Time Travel Without the Science Ph'D
A Time Travel story that doesn't require your last name to be Hawking, Bohr, or Einstein.
The only way I was (am) going to survive the stupidity of the past almost two months is to treat the unnecessary lockdown as a writer's retreat. There are problems with that fundamental concept.
I have good writing habits to begin with.
I can write almost anywhere at any time of day.
I don't need some special place and time to do it.
However, while I suffer yet another foolish, ennui-inducing presser by Andrew "The Ventilator" Cuomo, and Bill "My Hair's On Fire" de Blasio, I talked myself into viewing this Connecticut retreat as just that.
To date, after 24 days in GLP, Connecticut, I have cranked out the daily blog on various goings on in and around our off-season rental, a thrice-weekly movie/TV review for a Facebook group, and dozens of snarky postings which I find hilarious.
The greatest accomplishment so far is the more than 20,000 words I've written for the time travel novel, Time Blinked.
Time Blinked is the story of a great high school baseball player who finds himself a member of the 1975 Philadelphia Phillies, my childhood team, and perhaps the only spectator sport franchise I still care about.
The lead character is my younger brother, Bobby, a great athlete, good at just about every sport he tried. Ice Hockey. Bowling (not kidding). And Baseball.

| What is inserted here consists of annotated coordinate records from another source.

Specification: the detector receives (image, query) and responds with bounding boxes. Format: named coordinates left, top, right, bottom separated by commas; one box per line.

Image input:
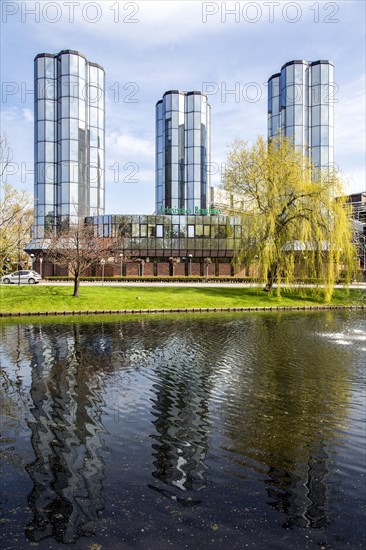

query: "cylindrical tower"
left=155, top=90, right=210, bottom=214
left=268, top=60, right=334, bottom=167
left=34, top=50, right=105, bottom=238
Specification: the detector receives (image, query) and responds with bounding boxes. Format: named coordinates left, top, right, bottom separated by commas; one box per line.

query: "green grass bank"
left=0, top=285, right=366, bottom=313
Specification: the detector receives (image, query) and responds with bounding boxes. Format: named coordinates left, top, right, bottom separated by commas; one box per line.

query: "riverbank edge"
left=0, top=305, right=366, bottom=318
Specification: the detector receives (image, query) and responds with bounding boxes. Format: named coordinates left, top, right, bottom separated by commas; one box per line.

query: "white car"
left=1, top=269, right=42, bottom=285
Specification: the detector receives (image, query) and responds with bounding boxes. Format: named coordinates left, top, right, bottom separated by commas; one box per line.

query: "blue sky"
left=1, top=0, right=365, bottom=214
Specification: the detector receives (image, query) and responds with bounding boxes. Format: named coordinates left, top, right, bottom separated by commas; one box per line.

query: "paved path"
left=39, top=281, right=366, bottom=290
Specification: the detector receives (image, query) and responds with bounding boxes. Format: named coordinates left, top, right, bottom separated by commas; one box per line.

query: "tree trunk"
left=264, top=264, right=277, bottom=292
left=73, top=274, right=80, bottom=298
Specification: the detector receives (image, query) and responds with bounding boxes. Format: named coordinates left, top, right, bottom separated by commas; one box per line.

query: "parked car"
left=1, top=269, right=42, bottom=285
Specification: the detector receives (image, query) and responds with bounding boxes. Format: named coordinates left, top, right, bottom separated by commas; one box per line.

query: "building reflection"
left=26, top=325, right=109, bottom=544
left=149, top=327, right=219, bottom=506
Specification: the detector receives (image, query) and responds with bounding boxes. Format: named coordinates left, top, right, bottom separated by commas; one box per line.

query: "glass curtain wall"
left=155, top=90, right=210, bottom=214
left=268, top=61, right=334, bottom=171
left=34, top=50, right=105, bottom=238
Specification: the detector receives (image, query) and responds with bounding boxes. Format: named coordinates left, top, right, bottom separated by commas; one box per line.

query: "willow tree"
left=225, top=137, right=356, bottom=300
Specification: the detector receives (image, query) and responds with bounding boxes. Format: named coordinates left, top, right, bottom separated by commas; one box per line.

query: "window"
left=203, top=225, right=211, bottom=238
left=188, top=225, right=195, bottom=237
left=140, top=224, right=147, bottom=237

My brother had a great arm. He was big and strong, and blessed with the same great reflexes which made me a very good athlete in some sports, but a very average one in most.
In TIME Blinked, Bobby, through a quantum physics hiccup in the space / time continuum, disappears from an exhibition game in 2020 and finds himself in the same game in 1975. Before the coach of the Phillies at the time, Danny Ozark, can get him out of the batter's box, Bobby crushes a 500 foot home run off Vida Blue, an all-star southpaw at the time for the Oakland Athletics, my favorite American League team.

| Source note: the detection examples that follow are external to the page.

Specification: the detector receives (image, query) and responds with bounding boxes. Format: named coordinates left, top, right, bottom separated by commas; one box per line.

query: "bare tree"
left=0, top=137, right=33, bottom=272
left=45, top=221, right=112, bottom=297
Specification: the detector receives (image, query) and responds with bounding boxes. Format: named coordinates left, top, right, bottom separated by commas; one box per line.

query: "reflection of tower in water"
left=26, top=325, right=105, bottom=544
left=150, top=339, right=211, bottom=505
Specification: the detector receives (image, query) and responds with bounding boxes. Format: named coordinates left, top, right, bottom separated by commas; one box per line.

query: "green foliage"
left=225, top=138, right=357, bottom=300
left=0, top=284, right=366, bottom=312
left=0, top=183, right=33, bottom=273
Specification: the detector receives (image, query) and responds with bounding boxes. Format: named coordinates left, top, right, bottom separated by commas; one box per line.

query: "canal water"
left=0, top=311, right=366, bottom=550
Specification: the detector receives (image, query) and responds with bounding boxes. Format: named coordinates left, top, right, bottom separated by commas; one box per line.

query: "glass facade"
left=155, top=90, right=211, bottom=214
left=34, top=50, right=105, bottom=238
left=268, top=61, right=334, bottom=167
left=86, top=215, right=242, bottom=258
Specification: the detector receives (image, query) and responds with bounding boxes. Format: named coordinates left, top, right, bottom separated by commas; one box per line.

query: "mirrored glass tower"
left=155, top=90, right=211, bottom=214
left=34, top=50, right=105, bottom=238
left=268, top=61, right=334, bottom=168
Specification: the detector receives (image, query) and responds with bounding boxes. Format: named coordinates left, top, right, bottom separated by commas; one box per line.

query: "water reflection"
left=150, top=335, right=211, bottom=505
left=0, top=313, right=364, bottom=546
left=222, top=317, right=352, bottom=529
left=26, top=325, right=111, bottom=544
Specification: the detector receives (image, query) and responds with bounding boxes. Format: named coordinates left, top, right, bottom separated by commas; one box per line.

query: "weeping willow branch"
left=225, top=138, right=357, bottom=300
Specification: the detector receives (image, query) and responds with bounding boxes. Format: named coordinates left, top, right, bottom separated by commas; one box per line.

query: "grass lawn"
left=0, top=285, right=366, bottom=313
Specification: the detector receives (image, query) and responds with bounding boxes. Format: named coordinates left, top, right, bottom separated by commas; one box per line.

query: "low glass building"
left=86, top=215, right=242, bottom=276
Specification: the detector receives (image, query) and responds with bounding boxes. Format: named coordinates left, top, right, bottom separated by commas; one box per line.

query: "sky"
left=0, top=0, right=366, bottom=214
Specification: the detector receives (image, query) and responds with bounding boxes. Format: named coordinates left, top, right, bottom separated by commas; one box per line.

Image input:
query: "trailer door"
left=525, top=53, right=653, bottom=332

The Phillies sign the mysterious young phenom and he guides them to the World Series against the dreaded Yankees.
The backdrop during the season includes an investigation into Bobby's background by the envious son of the owner of Phillies; the kidnapping of our then five-year-old mother, Elizabeth Leonard, by the Philly mob; and a Black Sox sized World Series scandal.
The entire year Bobby wrestles with his new found fame as a star player with the Phillies, which he knows did not make the World Series that year, nor did the Yankees. What other historical events did he change by going back in time 45 years? He struggles to come to terms with the knowledge that he may never go "home."
I discussed "home" in yesterday's article.
What I am most proud of, other than my brother who is a good husband, father, and college administrator, is the device I used to get Bobby back to 1975.
The creative struggle took years to find something that didn't require the reader to have an advanced degree in non-linear geometry or theoretical calculus.
A first draft of Time Blinked will be finished before we leave Connecticut in early June. The editorial work and rewrites will begin in the middle of the month or early July.
Just about the same time Cuomo and de Blasio extend the lockdown for "Just two more weeks.”